Observation data (J2000 epoch)
- Constellation: Andromeda
- Right ascension: 00^{h} 52^{m} 53.0^{s}
- Declination: +43° 11′ 45″
- Redshift: -216 ± ? km/s
- Distance: 2.50 ± 0.08 Mly (766 ± 25 kpc)
- Apparent magnitude (V): 16.2

Characteristics
- Type: dE
- Notable features: Satellite galaxy M31

Other designations
- And IX, PGC 4689222

= Andromeda IX =

Dwarf spheroidal galaxy in the constellation Andromeda

Andromeda IX (And 9) is a dwarf spheroidal satellite of the Andromeda Galaxy. It was discovered in 2004 by resolved stellar photometry from the Sloan Digital Sky Survey (SDSS), by Zucker et al. (2004). At the time of its discovery, it was the galaxy with the lowest known surface brightness, Σ_{V} ≃ 26.8mags arcsec^{−2} and the faintest galaxy known from its intrinsic absolute brightness.

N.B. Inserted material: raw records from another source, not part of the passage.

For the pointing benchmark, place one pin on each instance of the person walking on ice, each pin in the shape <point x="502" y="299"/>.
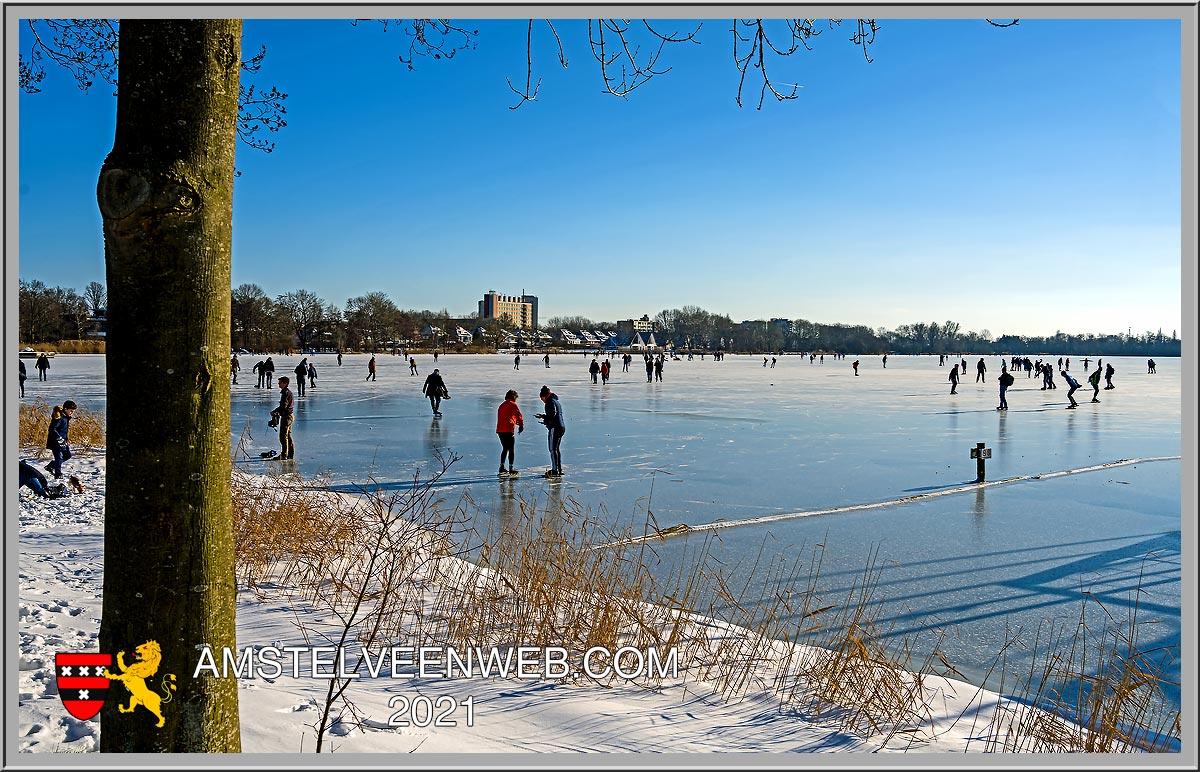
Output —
<point x="58" y="437"/>
<point x="507" y="418"/>
<point x="282" y="417"/>
<point x="301" y="371"/>
<point x="436" y="389"/>
<point x="556" y="426"/>
<point x="1071" y="392"/>
<point x="1006" y="379"/>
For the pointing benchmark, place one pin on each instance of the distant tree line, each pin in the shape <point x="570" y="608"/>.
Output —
<point x="57" y="313"/>
<point x="373" y="322"/>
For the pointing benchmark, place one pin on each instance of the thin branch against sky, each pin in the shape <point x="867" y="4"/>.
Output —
<point x="1021" y="179"/>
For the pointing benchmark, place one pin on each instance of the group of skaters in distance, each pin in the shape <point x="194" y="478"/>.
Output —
<point x="1043" y="370"/>
<point x="510" y="420"/>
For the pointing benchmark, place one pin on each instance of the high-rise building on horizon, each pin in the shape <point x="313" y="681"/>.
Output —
<point x="521" y="309"/>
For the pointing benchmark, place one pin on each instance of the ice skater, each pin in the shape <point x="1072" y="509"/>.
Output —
<point x="1006" y="379"/>
<point x="436" y="389"/>
<point x="556" y="426"/>
<point x="301" y="371"/>
<point x="58" y="437"/>
<point x="1071" y="393"/>
<point x="282" y="417"/>
<point x="1095" y="381"/>
<point x="508" y="417"/>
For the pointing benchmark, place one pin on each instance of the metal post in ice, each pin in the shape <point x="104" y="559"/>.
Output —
<point x="979" y="453"/>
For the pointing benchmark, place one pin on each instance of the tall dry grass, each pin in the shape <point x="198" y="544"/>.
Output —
<point x="87" y="431"/>
<point x="390" y="568"/>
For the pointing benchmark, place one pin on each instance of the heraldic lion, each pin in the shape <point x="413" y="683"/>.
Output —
<point x="135" y="680"/>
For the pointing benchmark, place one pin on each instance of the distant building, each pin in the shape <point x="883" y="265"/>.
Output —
<point x="636" y="325"/>
<point x="522" y="309"/>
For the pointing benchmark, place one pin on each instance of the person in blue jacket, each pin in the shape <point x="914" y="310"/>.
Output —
<point x="556" y="426"/>
<point x="1073" y="384"/>
<point x="36" y="482"/>
<point x="57" y="437"/>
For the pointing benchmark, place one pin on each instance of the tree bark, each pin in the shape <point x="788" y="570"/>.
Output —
<point x="166" y="195"/>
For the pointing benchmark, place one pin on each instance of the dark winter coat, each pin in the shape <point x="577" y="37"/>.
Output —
<point x="435" y="386"/>
<point x="60" y="426"/>
<point x="555" y="418"/>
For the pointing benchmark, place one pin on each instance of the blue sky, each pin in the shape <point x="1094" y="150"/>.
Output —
<point x="1020" y="180"/>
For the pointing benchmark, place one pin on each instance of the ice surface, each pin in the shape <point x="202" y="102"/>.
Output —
<point x="735" y="440"/>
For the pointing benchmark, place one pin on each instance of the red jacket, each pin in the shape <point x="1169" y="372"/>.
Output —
<point x="508" y="417"/>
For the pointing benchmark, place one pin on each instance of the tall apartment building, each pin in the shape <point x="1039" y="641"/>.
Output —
<point x="521" y="309"/>
<point x="636" y="325"/>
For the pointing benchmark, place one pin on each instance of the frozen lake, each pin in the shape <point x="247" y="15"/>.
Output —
<point x="733" y="440"/>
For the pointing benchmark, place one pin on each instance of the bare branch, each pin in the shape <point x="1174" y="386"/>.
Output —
<point x="437" y="39"/>
<point x="88" y="49"/>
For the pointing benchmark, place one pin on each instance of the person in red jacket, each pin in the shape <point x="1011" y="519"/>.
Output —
<point x="507" y="418"/>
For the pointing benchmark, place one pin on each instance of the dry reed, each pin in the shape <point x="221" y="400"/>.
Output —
<point x="390" y="569"/>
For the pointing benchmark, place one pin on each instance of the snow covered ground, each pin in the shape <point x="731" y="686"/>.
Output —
<point x="719" y="441"/>
<point x="61" y="554"/>
<point x="733" y="441"/>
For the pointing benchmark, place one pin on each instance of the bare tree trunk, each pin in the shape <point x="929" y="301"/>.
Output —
<point x="166" y="195"/>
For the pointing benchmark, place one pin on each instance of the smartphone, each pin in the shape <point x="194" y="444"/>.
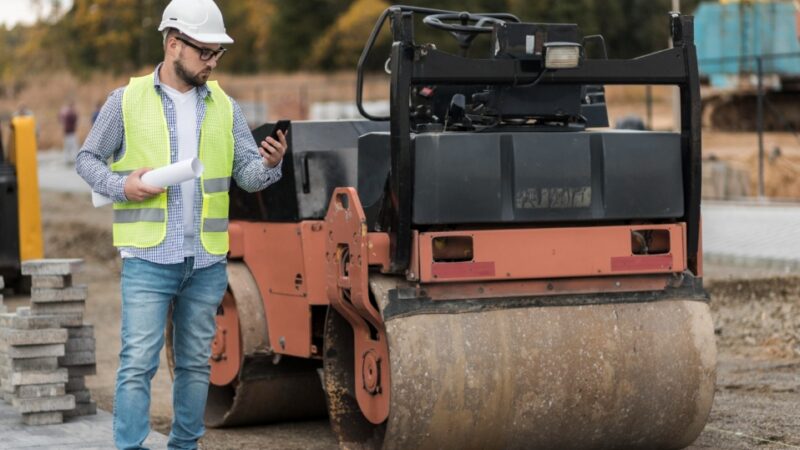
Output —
<point x="282" y="125"/>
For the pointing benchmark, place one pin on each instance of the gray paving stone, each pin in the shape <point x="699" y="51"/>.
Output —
<point x="46" y="418"/>
<point x="34" y="351"/>
<point x="51" y="266"/>
<point x="38" y="377"/>
<point x="93" y="432"/>
<point x="41" y="390"/>
<point x="46" y="295"/>
<point x="33" y="337"/>
<point x="81" y="396"/>
<point x="82" y="370"/>
<point x="77" y="359"/>
<point x="51" y="281"/>
<point x="85" y="330"/>
<point x="79" y="345"/>
<point x="82" y="409"/>
<point x="47" y="309"/>
<point x="44" y="404"/>
<point x="75" y="383"/>
<point x="20" y="364"/>
<point x="16" y="321"/>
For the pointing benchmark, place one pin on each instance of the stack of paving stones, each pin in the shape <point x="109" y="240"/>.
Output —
<point x="46" y="350"/>
<point x="31" y="379"/>
<point x="53" y="294"/>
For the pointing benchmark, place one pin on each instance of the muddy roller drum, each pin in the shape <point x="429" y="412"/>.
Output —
<point x="249" y="383"/>
<point x="622" y="375"/>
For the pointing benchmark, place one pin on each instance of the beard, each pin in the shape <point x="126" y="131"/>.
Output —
<point x="195" y="80"/>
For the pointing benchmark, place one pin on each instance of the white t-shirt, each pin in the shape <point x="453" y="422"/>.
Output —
<point x="186" y="115"/>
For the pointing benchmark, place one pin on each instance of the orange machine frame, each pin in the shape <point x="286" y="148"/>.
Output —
<point x="288" y="262"/>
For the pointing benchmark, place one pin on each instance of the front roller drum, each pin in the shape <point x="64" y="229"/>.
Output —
<point x="249" y="384"/>
<point x="625" y="375"/>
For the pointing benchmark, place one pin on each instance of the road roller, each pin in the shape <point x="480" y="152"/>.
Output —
<point x="488" y="267"/>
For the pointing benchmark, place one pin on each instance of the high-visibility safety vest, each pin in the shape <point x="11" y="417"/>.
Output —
<point x="144" y="224"/>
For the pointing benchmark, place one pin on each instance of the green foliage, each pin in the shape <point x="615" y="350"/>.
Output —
<point x="343" y="42"/>
<point x="121" y="36"/>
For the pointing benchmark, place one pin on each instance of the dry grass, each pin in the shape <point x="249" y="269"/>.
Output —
<point x="290" y="95"/>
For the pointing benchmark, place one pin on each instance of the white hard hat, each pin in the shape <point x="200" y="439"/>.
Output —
<point x="201" y="20"/>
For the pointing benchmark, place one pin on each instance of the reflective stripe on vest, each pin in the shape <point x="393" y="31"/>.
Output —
<point x="147" y="144"/>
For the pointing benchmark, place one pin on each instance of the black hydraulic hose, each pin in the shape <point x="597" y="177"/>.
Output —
<point x="371" y="42"/>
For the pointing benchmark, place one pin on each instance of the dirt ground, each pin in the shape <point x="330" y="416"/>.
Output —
<point x="756" y="313"/>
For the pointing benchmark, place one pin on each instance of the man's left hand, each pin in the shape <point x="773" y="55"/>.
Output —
<point x="272" y="150"/>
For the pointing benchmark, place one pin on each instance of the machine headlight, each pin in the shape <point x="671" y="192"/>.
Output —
<point x="562" y="55"/>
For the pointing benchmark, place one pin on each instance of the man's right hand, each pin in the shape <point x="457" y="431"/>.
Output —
<point x="136" y="190"/>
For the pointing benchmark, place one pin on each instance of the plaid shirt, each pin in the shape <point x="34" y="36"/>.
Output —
<point x="107" y="139"/>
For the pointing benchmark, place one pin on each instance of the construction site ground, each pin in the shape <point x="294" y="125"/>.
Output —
<point x="756" y="312"/>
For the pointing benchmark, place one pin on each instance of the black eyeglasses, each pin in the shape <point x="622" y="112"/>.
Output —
<point x="205" y="53"/>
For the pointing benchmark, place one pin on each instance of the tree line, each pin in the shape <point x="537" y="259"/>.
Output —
<point x="119" y="36"/>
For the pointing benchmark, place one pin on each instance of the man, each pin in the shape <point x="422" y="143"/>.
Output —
<point x="68" y="117"/>
<point x="173" y="242"/>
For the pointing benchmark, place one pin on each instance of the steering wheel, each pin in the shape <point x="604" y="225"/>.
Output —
<point x="468" y="23"/>
<point x="465" y="26"/>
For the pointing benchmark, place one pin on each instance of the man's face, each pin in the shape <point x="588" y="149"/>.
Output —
<point x="189" y="65"/>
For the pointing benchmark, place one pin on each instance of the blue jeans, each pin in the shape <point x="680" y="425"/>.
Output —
<point x="148" y="290"/>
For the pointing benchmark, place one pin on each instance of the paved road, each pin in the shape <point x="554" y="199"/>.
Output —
<point x="752" y="234"/>
<point x="55" y="175"/>
<point x="80" y="433"/>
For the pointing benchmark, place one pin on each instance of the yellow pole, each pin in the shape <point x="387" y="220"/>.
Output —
<point x="23" y="156"/>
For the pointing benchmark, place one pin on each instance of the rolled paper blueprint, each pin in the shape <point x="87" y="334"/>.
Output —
<point x="162" y="177"/>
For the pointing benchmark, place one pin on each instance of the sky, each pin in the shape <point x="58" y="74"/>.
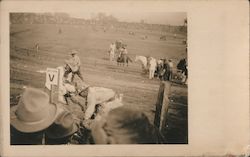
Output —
<point x="171" y="18"/>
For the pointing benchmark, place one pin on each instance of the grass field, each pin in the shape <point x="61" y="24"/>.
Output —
<point x="92" y="43"/>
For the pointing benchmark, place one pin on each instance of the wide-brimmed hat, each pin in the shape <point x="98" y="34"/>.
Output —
<point x="33" y="112"/>
<point x="73" y="52"/>
<point x="63" y="126"/>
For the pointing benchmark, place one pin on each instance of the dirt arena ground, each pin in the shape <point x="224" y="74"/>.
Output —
<point x="92" y="43"/>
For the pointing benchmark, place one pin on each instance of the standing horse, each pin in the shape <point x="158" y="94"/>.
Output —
<point x="148" y="64"/>
<point x="122" y="59"/>
<point x="143" y="61"/>
<point x="152" y="67"/>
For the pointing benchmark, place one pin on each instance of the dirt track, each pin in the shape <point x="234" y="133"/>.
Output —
<point x="139" y="92"/>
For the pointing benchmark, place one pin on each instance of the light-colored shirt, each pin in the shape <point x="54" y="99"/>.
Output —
<point x="74" y="63"/>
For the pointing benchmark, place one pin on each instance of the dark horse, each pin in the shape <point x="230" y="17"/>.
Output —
<point x="122" y="59"/>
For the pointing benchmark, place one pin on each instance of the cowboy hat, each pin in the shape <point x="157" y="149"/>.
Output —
<point x="62" y="127"/>
<point x="33" y="112"/>
<point x="73" y="52"/>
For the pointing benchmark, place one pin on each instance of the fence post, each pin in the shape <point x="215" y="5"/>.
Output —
<point x="162" y="105"/>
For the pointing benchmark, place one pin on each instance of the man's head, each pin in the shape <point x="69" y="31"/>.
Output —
<point x="73" y="52"/>
<point x="124" y="126"/>
<point x="62" y="129"/>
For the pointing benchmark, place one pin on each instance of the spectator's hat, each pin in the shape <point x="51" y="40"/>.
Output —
<point x="33" y="112"/>
<point x="63" y="126"/>
<point x="73" y="52"/>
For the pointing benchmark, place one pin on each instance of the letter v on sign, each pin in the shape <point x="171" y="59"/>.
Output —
<point x="51" y="79"/>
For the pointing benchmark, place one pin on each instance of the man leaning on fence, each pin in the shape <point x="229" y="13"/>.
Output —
<point x="73" y="65"/>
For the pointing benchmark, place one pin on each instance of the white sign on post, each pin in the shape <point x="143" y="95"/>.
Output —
<point x="51" y="77"/>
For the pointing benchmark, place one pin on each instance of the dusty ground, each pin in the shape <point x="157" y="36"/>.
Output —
<point x="92" y="43"/>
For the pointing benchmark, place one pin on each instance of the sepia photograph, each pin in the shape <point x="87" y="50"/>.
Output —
<point x="124" y="78"/>
<point x="86" y="78"/>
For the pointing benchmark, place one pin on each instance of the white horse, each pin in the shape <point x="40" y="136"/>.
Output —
<point x="143" y="61"/>
<point x="106" y="98"/>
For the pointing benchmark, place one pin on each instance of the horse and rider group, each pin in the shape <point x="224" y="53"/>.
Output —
<point x="118" y="51"/>
<point x="163" y="68"/>
<point x="88" y="115"/>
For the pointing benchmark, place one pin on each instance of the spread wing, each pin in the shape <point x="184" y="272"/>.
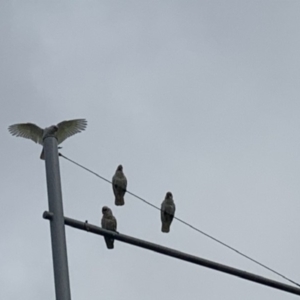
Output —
<point x="69" y="128"/>
<point x="27" y="131"/>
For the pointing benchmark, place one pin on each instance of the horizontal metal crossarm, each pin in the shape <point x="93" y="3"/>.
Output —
<point x="177" y="254"/>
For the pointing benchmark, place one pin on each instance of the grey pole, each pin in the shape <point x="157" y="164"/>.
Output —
<point x="57" y="227"/>
<point x="177" y="254"/>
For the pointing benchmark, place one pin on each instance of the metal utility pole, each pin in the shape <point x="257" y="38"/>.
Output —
<point x="178" y="254"/>
<point x="57" y="227"/>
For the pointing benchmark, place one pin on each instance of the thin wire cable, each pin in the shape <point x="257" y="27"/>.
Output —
<point x="185" y="223"/>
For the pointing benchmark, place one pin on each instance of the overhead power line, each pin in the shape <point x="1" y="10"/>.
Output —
<point x="185" y="223"/>
<point x="176" y="254"/>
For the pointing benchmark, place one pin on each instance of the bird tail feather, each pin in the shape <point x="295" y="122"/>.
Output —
<point x="109" y="243"/>
<point x="119" y="201"/>
<point x="165" y="227"/>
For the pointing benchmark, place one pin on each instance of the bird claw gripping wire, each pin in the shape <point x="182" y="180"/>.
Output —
<point x="86" y="226"/>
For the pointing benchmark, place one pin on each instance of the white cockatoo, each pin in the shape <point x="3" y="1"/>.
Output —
<point x="62" y="131"/>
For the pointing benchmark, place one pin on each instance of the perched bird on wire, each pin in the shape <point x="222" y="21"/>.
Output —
<point x="167" y="212"/>
<point x="119" y="183"/>
<point x="108" y="222"/>
<point x="62" y="131"/>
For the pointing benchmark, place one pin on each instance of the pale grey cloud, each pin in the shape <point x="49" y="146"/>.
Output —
<point x="199" y="98"/>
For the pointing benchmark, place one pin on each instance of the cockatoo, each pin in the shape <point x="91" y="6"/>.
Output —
<point x="167" y="212"/>
<point x="119" y="183"/>
<point x="108" y="222"/>
<point x="62" y="131"/>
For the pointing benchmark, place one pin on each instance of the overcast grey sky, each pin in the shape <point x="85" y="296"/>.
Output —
<point x="200" y="98"/>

It was found from data acquired within an SDSS scan along the major axis of M31, on October 5, 2002. Its distance was estimated to be almost exactly the same as that of M31 by McConnacrchie et al. (2005). Star formation history and dust production in Andromeda IX, as the closest satellite to M31, have also been investigated by Abdollahi et al. (2023).